Not always - but usually - it’ll throw a java error in the log mentioning quartz.

Short version, if you edit and reload a rule file after having started timers of some minutes, don’t be alarmed if you get error logs some minutes later.
Can save some head scratching, it’s easy to forget if you are working on some unrelated rules.

@rossko57 check your e-mail please.

Interesting device. Does it only detect motion or does it detect presence? For example, if I am motionless in the room will it see me as still being there or do I need to move?

I actually don’t use too many motion sensors in my setup besides a single PIR I have deployed at my dad’s house. But I have two use cases where these could come in handy. The motion sensor swich (not smart switch) can’t see me when I’m working at the far end of the garage. I can turn that switch into a smart switch and add a couple of these to keep the light on while I’m working.

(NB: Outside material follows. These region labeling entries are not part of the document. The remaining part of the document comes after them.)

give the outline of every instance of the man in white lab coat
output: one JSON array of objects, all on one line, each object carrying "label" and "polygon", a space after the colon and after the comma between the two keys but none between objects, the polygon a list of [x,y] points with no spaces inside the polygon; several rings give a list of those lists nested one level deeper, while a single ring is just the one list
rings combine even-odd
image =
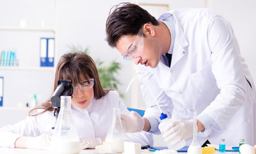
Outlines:
[{"label": "man in white lab coat", "polygon": [[106,40],[136,65],[147,108],[143,117],[123,116],[126,132],[158,132],[156,99],[177,119],[163,134],[165,141],[179,137],[172,144],[190,144],[194,112],[200,144],[256,144],[255,87],[226,20],[207,8],[175,10],[158,20],[131,3],[112,9]]}]

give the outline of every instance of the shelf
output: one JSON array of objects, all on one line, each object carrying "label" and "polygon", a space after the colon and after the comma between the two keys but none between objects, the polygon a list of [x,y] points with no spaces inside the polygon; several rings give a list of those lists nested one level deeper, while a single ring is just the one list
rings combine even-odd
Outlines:
[{"label": "shelf", "polygon": [[53,67],[0,66],[0,70],[50,71],[54,73],[55,71],[55,68]]},{"label": "shelf", "polygon": [[0,26],[0,30],[8,31],[52,31],[55,33],[54,28],[21,28],[21,27],[3,27]]}]

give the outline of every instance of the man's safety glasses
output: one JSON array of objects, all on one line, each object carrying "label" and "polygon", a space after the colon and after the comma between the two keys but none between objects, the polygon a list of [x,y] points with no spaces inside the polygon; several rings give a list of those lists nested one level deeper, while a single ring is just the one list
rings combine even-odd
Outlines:
[{"label": "man's safety glasses", "polygon": [[127,51],[122,55],[123,58],[131,60],[132,58],[137,58],[141,55],[143,48],[143,33],[142,30],[143,28],[140,28],[134,42],[129,47]]},{"label": "man's safety glasses", "polygon": [[75,93],[77,91],[77,88],[79,87],[81,90],[88,90],[89,89],[91,89],[94,85],[94,79],[88,79],[86,81],[82,82],[82,85],[73,87],[73,93]]}]

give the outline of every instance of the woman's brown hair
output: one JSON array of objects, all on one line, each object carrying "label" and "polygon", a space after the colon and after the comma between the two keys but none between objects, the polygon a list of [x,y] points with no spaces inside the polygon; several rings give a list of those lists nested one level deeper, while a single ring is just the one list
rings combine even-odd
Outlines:
[{"label": "woman's brown hair", "polygon": [[[93,60],[86,53],[82,52],[69,53],[63,55],[56,67],[53,92],[57,87],[58,80],[70,80],[72,85],[82,85],[82,81],[79,76],[82,74],[84,79],[94,79],[94,97],[96,99],[101,98],[111,89],[104,89],[100,84],[97,67]],[[37,109],[44,110],[39,114],[33,114]],[[48,110],[53,111],[50,98],[39,107],[32,109],[28,115],[34,116],[42,114]]]}]

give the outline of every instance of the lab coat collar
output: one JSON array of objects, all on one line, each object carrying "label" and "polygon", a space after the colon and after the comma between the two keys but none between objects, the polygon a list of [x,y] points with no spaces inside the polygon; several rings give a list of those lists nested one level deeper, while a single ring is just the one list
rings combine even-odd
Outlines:
[{"label": "lab coat collar", "polygon": [[161,21],[168,21],[167,18],[172,15],[175,19],[175,42],[174,45],[173,55],[172,58],[172,62],[170,64],[170,68],[171,69],[185,54],[185,48],[188,46],[188,42],[186,38],[185,35],[179,23],[179,21],[177,19],[174,14],[173,12],[168,12],[160,16],[158,20]]},{"label": "lab coat collar", "polygon": [[167,12],[163,14],[162,14],[158,19],[159,21],[165,21],[165,19],[169,17],[170,15],[173,15],[173,17],[175,19],[175,31],[176,33],[176,40],[179,40],[179,43],[181,44],[181,46],[184,48],[187,46],[188,45],[188,42],[186,39],[186,37],[184,34],[184,32],[183,31],[183,29],[181,26],[181,24],[179,23],[179,21],[177,19],[176,17],[175,16],[175,14],[173,12],[174,11],[170,11],[170,12]]}]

The other is I bet this would make a good trigger for a game camera. There are bear, mountain lions, and bobcats in my neighborhood. It’d be cool to catch some shots of them passing through the back yard. An IR RPi camera is pretty cheap.

Of course, I already have four PIRs sitting in a box waiting to be wired to something to give them a job. I should probably try using those first.

You will need to be moving for it to sense you, but it doesn’t take much when your only a few feet away. At 5ft just snapping your fingers will trigger motion.

They work only with objects that are made of/with water (bear yes, bobcat maybe). They will detect through sheet-rock and doors with glass panels as well. I find the outdoors is great for this type detection b/c trees blowing or birds flying by wont effect it. Also good as front porch detection, can be set up inside and read through the glass, just need to add some type of shielding to the back so people inside wont cause false triggers.

Here’s a description on the specs. https://ita.ovh/files/rcwl-0516.pdf

Has a 3.3v 100mA output but I haven’t tested that part yet. The power off the Esp that it’s running on is 4.5v and the min is 4v.